Quade set for brutal Eden Park examination

Wallabies coach Michael Cheika pretty much asked for it, and now New Zealand has duly obliged.

The All Blacks are set to make a bee-line straight for man-of-the-moment Quade Cooper in Saturday night’s Bledisloe Cup decider at Eden Park.

That’s the word from Cooper’s nemesis, Richie McCaw, who even called for help from a parochial Auckland crowd to help throw the enigmatic Wallabies five-eighth off his game.

“From our point of view we’ve got to put as much pressure on him as we can,” the New Zealand captain told reporters on Friday.

“He’s the flyhalf for their team and we want to make it as tough a night for him as possible.

“That’s all I’m worrying about. If the crowd help out with that, that’d be good.”

That New Zealand will target Cooper, the perceived defensive weak link in the Australian side, should come as no surprise to Cheika.

Simply by having the gall to pick him, Cheika has effectively waved a red rag at the entire nation of New Zealand and asked them to take their best shot.

It is fair to question whether Cooper can handle the magnitude of the task and the occasion, particularly given his previous misfires at Eden Park and his recent social media brainfade when he lashed out at a New Zealand journalist who wrote that his “crazy” antics were damaging to the team’s World Cup hopes.

But there seems little doubt inside Camp Wallaby that the 27-year-old is poised to provide an adequate response to the doubters.

“That’s all peripheral stuff,” captain Stephen Moore said.

“He’s had a good week of training and we’ve got full faith in him.

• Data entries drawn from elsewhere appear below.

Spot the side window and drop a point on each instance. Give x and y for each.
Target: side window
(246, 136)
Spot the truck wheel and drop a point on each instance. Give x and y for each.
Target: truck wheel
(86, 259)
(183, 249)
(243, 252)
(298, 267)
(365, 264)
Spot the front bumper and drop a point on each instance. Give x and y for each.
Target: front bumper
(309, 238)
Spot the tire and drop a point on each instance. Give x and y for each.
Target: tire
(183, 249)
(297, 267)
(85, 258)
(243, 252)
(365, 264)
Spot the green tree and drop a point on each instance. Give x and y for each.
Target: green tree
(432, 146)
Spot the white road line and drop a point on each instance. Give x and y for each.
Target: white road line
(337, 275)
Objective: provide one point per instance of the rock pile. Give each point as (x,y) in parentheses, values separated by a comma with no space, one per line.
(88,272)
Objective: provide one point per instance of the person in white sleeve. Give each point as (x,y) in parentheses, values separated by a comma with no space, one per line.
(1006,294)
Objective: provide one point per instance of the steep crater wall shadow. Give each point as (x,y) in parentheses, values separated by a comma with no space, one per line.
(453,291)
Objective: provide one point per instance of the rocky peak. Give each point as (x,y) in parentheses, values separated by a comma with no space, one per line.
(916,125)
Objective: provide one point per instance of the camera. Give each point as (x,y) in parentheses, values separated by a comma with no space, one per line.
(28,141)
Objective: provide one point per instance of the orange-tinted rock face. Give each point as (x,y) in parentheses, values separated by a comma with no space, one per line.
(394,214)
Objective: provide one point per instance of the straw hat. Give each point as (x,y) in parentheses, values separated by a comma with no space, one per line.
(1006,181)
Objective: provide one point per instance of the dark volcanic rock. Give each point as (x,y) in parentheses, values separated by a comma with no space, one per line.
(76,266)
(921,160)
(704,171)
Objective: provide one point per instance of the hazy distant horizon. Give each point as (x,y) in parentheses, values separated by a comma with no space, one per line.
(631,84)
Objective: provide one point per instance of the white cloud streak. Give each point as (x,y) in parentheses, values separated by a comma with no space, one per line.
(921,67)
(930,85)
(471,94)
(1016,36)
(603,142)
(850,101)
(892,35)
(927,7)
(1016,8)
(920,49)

“Cheik’s made it clear everyone in the squad plays a huge role and to show faith in someone like Quade in a game like this is terrific.”

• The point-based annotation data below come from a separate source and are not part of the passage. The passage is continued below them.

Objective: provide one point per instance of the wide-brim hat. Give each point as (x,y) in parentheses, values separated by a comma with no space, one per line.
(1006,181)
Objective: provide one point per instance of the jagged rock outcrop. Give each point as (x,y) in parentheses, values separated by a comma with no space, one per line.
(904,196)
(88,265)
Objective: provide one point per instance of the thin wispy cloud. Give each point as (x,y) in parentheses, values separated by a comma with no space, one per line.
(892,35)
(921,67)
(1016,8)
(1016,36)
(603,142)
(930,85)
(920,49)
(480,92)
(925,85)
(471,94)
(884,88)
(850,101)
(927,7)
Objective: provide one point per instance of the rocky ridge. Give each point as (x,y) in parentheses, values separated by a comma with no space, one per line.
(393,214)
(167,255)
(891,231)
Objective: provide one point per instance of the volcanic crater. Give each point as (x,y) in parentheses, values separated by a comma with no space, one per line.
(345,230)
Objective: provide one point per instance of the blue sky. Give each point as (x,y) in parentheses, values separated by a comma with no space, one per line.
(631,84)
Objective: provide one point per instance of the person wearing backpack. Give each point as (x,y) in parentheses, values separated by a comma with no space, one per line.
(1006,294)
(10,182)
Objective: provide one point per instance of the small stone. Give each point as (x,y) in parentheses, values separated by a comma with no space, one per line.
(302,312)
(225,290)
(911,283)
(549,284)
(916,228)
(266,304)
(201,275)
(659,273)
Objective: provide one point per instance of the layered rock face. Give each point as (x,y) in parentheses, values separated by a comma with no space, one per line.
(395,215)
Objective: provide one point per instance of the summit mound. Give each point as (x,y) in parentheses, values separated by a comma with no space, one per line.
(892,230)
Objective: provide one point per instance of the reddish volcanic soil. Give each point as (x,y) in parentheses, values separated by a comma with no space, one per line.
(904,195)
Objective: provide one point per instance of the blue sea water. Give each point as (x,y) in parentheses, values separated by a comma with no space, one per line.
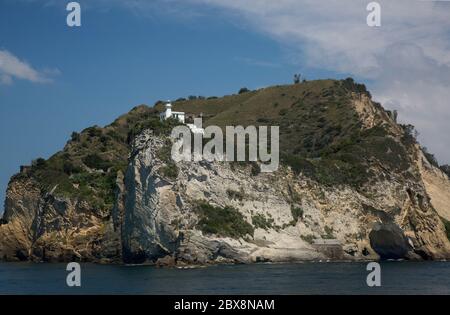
(305,278)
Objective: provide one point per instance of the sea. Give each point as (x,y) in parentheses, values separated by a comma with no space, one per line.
(429,278)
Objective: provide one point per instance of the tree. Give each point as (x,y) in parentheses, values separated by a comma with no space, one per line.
(243,90)
(75,136)
(430,157)
(446,169)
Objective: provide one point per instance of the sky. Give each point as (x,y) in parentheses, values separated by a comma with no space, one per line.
(55,79)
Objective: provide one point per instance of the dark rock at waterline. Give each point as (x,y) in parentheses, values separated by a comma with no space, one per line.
(389,241)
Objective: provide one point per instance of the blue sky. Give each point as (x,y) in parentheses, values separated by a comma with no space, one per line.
(55,79)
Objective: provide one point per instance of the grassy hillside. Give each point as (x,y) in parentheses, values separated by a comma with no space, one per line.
(320,136)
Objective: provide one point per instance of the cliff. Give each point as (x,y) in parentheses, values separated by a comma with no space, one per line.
(353,185)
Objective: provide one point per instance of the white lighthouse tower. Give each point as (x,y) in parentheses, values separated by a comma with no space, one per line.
(168,113)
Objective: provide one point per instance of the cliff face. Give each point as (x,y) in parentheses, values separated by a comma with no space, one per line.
(365,192)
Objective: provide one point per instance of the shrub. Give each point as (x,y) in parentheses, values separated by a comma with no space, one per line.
(70,168)
(243,90)
(308,238)
(235,195)
(447,227)
(446,169)
(96,162)
(283,112)
(297,213)
(256,169)
(225,222)
(39,163)
(328,233)
(261,222)
(75,137)
(430,157)
(170,170)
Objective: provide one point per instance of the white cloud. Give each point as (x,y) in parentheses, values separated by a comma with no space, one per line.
(407,59)
(12,68)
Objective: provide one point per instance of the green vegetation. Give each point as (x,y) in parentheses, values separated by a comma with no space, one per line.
(261,222)
(328,233)
(308,238)
(87,167)
(236,195)
(447,227)
(170,169)
(225,222)
(321,137)
(297,213)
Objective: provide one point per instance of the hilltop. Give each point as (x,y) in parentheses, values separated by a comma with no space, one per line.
(349,173)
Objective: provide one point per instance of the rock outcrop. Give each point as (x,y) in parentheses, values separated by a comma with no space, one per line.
(388,205)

Cooper is one of six changes made to the Wallabies side that beat New Zealand in Sydney last week to set up a first Bledisloe decider in seven years.

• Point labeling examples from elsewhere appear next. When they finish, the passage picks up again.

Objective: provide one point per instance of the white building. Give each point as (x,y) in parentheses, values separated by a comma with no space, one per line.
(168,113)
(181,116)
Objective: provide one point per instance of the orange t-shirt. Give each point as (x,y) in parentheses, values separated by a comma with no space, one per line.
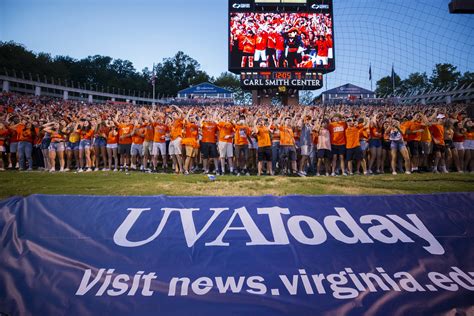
(263,137)
(337,132)
(177,129)
(241,134)
(375,132)
(352,137)
(24,135)
(87,134)
(125,129)
(3,135)
(191,132)
(112,137)
(415,126)
(225,129)
(286,136)
(139,136)
(437,133)
(160,131)
(149,132)
(209,130)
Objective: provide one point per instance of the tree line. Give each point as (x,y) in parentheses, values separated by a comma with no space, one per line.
(104,73)
(443,75)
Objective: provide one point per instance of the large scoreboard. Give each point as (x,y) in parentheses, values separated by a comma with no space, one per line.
(281,41)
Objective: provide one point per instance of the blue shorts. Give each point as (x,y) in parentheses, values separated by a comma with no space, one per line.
(375,143)
(85,143)
(338,149)
(397,144)
(100,142)
(72,146)
(13,147)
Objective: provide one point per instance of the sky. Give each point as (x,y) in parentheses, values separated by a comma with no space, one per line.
(411,35)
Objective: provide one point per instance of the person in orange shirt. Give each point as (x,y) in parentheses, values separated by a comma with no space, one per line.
(136,150)
(375,143)
(125,129)
(112,146)
(86,132)
(58,133)
(148,142)
(264,146)
(208,143)
(353,149)
(242,135)
(100,145)
(468,145)
(414,131)
(190,141)
(161,131)
(337,129)
(287,146)
(226,135)
(176,136)
(4,132)
(437,134)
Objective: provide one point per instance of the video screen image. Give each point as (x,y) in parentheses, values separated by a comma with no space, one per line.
(281,41)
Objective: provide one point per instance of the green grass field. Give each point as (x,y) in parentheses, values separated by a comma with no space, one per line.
(136,183)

He joins halfback Nic White and the in-form Matt Toomua as part of an Australian playmaking nucleus from last year’s Spring Tour that Cheika is keen to revisit.

But Cooper needn’t treat this match as sink-or-swim in his bid to make Australia’s World Cup squad, which will be announced next week.

“When he was selected, I spoke to him, saying: ‘There’s nothing to prove here. This is not some type of test for you. This is about you doing your job for the team in the game,'” Cheika said.

“I don’t think that this is the appropriate match to say, play good here and you’ll get in the World Cup.

“I’d say it’s pretty obvious… our playmakers that have been rotating around, they’re centre stage for me. They’re coming.”